In Eigen library to implement A^T*A
one can write:
X.template triangularView<Lower>().setZero();
X.template selfadjointView<Lower>().rankUpdate(A.transpose());
Is there any better (more efficient) way to write it, if A is a lower triangular matrix? I tried following, but it gives compilation error:
X.template selfadjointView<Lower>().rankUpdate(A.template triangularView<Lower>().transpose());
It gives error:
error: no matching member function for call to 'rankUpdate'
Eigen typically includes only those matrix routines that have a corresponding function in BLAS. There is no BLAS routine for this particular case. One additional wrinkle is that Eigen's implementation of rankUpdate and triangular matrix multiplication are not parallelized unless you define -DEIGEN_USE_BLAS
and link against a BLAS library that does this, e.g. OpenBLAS.

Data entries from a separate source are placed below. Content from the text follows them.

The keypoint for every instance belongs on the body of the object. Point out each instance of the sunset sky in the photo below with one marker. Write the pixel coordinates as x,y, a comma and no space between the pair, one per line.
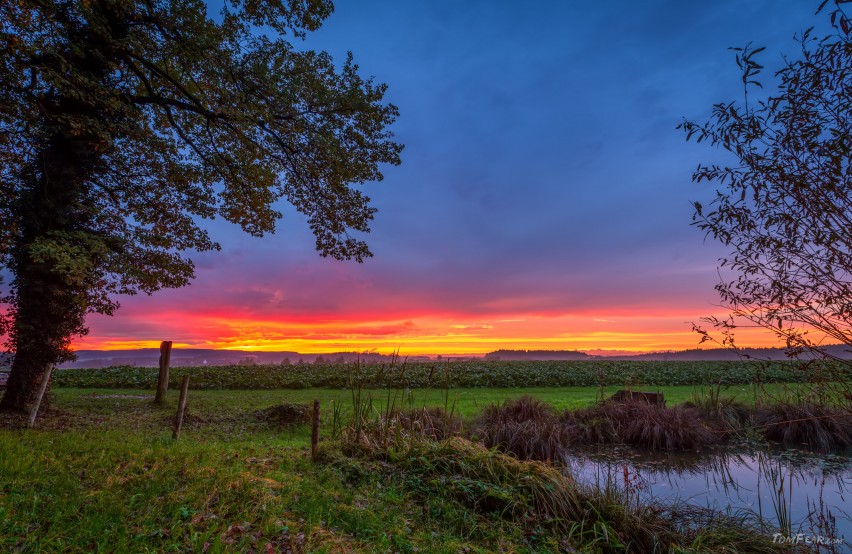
543,200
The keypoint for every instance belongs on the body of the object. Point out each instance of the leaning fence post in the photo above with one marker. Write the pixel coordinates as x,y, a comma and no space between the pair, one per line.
315,431
163,376
45,379
184,392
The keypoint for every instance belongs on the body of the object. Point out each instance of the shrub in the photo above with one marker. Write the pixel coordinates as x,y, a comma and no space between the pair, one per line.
820,427
643,425
525,427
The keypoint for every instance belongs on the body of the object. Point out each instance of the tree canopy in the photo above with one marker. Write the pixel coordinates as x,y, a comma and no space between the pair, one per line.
124,124
784,207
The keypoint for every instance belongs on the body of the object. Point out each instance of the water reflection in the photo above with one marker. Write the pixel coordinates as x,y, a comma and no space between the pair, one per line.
791,491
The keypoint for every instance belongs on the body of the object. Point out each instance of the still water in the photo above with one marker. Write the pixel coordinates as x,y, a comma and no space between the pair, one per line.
791,491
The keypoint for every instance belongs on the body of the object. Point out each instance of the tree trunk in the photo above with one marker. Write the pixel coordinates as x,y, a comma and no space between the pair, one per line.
48,307
53,260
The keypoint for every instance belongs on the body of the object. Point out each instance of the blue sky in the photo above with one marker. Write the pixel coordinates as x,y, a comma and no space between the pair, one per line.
543,182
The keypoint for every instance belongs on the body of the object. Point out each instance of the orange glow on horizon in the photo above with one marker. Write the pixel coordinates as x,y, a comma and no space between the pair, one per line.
417,335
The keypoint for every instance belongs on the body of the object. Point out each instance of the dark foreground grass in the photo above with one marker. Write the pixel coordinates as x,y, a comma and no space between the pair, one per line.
101,474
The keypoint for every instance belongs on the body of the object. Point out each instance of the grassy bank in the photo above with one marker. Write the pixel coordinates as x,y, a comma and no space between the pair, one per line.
101,473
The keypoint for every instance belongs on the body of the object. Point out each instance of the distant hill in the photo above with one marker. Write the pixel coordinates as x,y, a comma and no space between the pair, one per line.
149,357
695,355
508,355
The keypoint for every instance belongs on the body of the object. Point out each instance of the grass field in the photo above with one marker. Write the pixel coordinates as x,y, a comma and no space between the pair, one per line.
101,473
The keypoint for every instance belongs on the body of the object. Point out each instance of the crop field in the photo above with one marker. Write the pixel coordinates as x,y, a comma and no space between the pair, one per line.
406,459
464,374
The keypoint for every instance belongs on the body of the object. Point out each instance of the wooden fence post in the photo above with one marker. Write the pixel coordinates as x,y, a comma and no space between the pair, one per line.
315,431
163,377
184,392
45,379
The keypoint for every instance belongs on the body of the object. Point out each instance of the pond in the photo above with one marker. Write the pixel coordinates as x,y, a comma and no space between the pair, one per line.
792,491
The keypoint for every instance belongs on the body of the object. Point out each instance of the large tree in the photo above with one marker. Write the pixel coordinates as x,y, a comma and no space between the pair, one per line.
784,203
124,124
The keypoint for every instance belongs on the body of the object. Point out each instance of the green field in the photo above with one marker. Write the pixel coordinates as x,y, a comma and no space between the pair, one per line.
103,474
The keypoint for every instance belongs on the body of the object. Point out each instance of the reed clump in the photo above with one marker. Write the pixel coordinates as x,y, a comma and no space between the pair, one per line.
817,426
525,427
643,425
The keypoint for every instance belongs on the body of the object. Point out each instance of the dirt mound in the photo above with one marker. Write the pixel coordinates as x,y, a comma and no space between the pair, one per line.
285,414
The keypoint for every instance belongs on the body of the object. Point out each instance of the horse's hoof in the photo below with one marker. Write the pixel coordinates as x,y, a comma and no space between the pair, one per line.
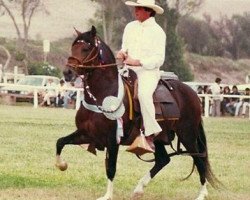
136,195
62,166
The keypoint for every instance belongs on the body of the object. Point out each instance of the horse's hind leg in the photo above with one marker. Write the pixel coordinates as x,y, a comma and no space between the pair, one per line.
161,160
74,138
199,146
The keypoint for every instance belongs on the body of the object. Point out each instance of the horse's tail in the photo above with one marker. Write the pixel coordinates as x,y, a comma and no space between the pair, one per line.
202,147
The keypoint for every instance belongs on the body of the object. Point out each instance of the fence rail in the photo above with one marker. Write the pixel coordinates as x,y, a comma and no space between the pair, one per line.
36,89
210,97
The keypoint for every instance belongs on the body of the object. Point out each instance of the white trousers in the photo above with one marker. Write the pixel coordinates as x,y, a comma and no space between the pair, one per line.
147,83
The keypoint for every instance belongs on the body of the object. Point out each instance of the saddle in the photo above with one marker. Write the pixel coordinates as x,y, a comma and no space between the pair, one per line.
166,106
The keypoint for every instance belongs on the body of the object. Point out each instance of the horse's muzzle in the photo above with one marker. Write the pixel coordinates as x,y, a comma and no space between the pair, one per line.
73,62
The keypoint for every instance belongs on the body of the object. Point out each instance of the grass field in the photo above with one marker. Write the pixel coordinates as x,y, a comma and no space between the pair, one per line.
27,157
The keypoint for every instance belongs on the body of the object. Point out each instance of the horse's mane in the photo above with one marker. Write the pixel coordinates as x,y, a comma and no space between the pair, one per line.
88,37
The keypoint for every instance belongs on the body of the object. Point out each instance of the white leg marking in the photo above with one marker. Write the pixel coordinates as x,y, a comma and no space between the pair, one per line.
203,192
62,165
109,193
142,183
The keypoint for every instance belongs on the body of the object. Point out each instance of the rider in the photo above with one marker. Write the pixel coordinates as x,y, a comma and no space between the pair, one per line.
143,50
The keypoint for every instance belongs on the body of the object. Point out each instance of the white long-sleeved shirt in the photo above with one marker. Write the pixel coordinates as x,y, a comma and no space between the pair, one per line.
146,42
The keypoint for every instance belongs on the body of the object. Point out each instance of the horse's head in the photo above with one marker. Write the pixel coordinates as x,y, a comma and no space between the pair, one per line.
89,51
83,52
85,49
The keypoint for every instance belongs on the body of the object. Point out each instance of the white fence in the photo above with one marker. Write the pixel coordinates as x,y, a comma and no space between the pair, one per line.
209,97
35,91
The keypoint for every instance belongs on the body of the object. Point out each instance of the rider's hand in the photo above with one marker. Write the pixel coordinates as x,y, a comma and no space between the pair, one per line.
121,55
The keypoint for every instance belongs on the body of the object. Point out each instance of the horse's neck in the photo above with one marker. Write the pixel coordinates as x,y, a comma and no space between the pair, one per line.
102,83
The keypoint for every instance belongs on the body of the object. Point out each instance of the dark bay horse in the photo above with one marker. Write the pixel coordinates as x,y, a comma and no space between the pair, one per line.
92,58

I did some testing with various implementations.
void trtr(Eigen::MatrixXf& out, const Eigen::MatrixXf& in)
{
out = Eigen::MatrixXf::Zero(in.rows(), in.cols());
out.selfadjointView<Eigen::Lower>().rankUpdate(in.transpose());
out.triangularView<Eigen::StrictlyUpper>() = out.transpose();
}
Only parallelized with OpenBLAS. Then it is pretty fast, otherwise somewhat slow.
void trtr(Eigen::MatrixXf& out, const Eigen::MatrixXf& in)
{ out.noalias() = in.transpose() * in.triangularView<Eigen::Lower>(); }
Only parallelized with OpenBLAS. Even then it is somewhat slow.
void trtr(Eigen::MatrixXf& out, const Eigen::MatrixXf& in)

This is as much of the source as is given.